Eighteen cities in China, whose housing prices were deemed by central authorities as rising too fast, have unveiled similar purchase-limit policies, and another 18 are expected to follow suit in the coming weeks.

From my perspective, the get-tough policies may indicate the central government is growing increasingly jittery about the housing price bubble and fears that monetary tightening alone won't work to dampen investment frenzy.

By restricting housing purchase to largely self-habitation, authorities apparently hope they can rein in rampant property speculation, ending the rally in housing prices and returning to a more stable market for bona fide first-time homebuyers.

Apart from the purchase limit, China in late January also unveiled "the toughest-ever" mix of property market policies by raising the minimum down payment for second-home purchases and setting up property tax pilot projects for residential homes in Shanghai and Chongqing.

Local governments are for the first time required to set a home price target for this year and publish it in the first quarter. If prices rise beyond the targets, the governments face recriminations.

However, no local government has unveiled its target yet. It will be extremely interesting to see how they map out their strategies for reining in speculation. It will also be interesting to see what repercussions they face if they don't meet their goals.

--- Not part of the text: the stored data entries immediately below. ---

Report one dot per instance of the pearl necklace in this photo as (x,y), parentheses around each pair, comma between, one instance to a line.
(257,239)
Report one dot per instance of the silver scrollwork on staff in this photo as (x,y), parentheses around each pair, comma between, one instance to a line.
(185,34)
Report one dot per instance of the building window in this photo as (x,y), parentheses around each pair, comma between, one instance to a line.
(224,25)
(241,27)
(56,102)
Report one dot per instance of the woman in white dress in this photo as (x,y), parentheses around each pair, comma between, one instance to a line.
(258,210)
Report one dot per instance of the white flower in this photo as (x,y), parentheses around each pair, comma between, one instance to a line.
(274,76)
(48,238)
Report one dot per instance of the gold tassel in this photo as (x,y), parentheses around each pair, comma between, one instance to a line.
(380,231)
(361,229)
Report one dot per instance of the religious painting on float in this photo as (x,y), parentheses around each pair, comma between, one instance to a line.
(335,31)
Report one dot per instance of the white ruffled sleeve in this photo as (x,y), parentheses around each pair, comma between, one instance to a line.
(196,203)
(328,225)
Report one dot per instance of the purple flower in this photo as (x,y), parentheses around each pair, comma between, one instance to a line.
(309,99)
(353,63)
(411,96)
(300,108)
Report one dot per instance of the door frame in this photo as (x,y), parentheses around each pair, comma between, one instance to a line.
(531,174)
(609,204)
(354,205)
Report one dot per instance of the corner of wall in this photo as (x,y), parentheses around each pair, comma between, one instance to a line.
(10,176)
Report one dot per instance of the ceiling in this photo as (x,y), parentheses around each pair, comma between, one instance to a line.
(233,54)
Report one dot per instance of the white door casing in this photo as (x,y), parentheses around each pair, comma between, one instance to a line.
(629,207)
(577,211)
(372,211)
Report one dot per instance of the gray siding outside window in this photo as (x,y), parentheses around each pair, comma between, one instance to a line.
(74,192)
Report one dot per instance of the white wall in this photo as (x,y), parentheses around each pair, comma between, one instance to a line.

In my view, relying on administrative measures to deal with rising home prices will distort supply and demand in the long run, dent real estate volumes and potentially stoke social unrest.

For big cities like Shanghai, Beijing and Guangzhou, a purchase ban imposed on a large number of out-of-towners will more or less stab the dreams of young people across the country who want to seek their fortunes in the opportunities of urban areas.

A constant rise in housing rents, coupled with increasing food and transport costs, may force young talent to redirect their career paths to up-and-coming inland areas, exacerbating a skilled labor shortage that could threaten the sustainable development of coastal cities.

New home prices in January continued to grow from a year earlier in all but two of the 70 Chinese mainland cities monitored by the central government. New home prices in Beijing advanced 6.8 percent, while those in Shanghai climbed 1.5 percent.

At the same time, housing transactions dropped sharply in Shanghai and Beijing, and supply also shrank to its lowest in almost a year as developers delayed property sales amid sluggish turnover.

The government's more draconian efforts will no doubt hurt couples who want to buy a home for non-speculative reasons. They may find it extremely hard to secure an ideal apartment due to lack of housing supply, and they may also face unreasonably high mortgage rates in this tightening environment.